The other six detainees arrested at the same time as Abdullah Abdullahi and Qassim Beit Abdullah, include Abdullah Abdullahi’s brother and other family members, who have all received lengthy prison sentences ranging from three years to 25 years-to-life. They were transferred to the notorious Masjid Suleiman Prison following an intensive interrogation. They are:
- Hussein Abdullahi, aged 25, Abdullah Abdullahi’s brother, sentenced to three years imprisonment
- Majid Abdullahi, aged 25 respectively, sentenced to three years imprisonment
- Issa Abdullahi, aged 31 respectively, sentenced to three years imprisonment
- Ahmed Abdullahi, aged 30, a poet from Sousa, sentenced to 25 years- imprisonment
- Majed Bait Abdullah, 23, from Khalaf Moslem village, sentenced to 25 years imprisonment
- Hassoun [Hassan] Bait Abdullah [Karamullah Ka’ab], Abdullah Abdullahi’s brother, aged 31, from the village of Derjal, sentenced to 25 years imprisonment.
All of these men have reportedly been subjected to torture and forced to sign false confessions admitting to being founders of the aforementioned nonexistent anti-regime group.
The regime’s violations of human rights in Ahwaz are now so systematic and widespread that many Ahwazis now bleakly joke that there are no rights left to violate.

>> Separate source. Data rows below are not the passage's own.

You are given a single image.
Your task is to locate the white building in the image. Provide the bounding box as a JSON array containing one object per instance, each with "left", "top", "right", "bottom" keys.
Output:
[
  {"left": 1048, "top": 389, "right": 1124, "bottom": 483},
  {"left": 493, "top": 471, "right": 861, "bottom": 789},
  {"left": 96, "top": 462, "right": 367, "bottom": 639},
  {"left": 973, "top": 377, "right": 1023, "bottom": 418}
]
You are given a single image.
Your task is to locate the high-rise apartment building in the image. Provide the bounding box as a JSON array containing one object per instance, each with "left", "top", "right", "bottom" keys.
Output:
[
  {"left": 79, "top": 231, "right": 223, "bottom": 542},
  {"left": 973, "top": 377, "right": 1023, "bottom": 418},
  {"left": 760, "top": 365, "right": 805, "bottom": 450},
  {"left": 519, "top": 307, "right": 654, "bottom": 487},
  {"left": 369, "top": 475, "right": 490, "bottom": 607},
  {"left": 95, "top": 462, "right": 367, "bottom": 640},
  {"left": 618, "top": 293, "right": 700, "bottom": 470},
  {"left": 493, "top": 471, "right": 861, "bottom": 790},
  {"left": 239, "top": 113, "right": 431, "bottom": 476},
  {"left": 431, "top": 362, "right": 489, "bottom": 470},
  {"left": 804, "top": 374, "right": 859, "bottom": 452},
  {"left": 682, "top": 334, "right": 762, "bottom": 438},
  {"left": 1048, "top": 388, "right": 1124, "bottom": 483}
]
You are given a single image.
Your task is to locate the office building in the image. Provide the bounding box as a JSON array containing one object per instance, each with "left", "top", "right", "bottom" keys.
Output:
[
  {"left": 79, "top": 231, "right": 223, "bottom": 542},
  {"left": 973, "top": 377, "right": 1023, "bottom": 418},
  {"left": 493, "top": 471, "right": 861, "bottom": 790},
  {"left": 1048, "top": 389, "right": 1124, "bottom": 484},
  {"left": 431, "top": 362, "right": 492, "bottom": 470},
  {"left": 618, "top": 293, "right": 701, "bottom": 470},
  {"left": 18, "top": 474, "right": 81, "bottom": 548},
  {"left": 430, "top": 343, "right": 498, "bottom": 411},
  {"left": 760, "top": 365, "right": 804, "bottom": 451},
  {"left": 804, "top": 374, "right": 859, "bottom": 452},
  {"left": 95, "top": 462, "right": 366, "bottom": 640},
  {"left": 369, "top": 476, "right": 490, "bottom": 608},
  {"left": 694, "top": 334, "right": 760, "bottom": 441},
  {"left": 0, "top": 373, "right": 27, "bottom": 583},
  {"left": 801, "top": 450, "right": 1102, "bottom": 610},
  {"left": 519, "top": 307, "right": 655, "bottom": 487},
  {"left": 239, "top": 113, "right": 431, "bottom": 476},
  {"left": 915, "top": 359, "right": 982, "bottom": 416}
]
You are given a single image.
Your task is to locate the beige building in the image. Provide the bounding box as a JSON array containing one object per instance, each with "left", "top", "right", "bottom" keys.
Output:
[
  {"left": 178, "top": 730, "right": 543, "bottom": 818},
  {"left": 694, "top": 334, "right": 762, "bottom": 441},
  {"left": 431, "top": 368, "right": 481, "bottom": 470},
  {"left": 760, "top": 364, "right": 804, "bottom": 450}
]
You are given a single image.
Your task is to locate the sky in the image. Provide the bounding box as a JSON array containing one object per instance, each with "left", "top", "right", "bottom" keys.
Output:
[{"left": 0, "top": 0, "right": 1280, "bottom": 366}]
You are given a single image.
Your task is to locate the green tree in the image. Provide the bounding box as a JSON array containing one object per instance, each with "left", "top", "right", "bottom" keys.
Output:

Prisons are overflowing with dissidents and prisoners of conscience. Rising protests and public anger towards the Iranian regime due to its mismanagement of the economy have resulted in even more extreme measures against Ahwazis.
The cases of Abdullah Abdullahi, Qassim Beit Abdullah and other imprisoned, innocent Ahwazis need to be raised by international governments as well as human rights organisations around the world. More pressure urgently needs to be put on the Iran regime to stop these brutal violations. The UN also have an obligation to uphold their Convention on Human Rights and should be called on to condemn what is happening to Ahwazis in Iran. Since 2005, when Ahwazis rose up against their oppression, over 70 Ahwazi activists have been brutally executed by the regime, and this has been largely met with silence from media and human rights organisations. This must change.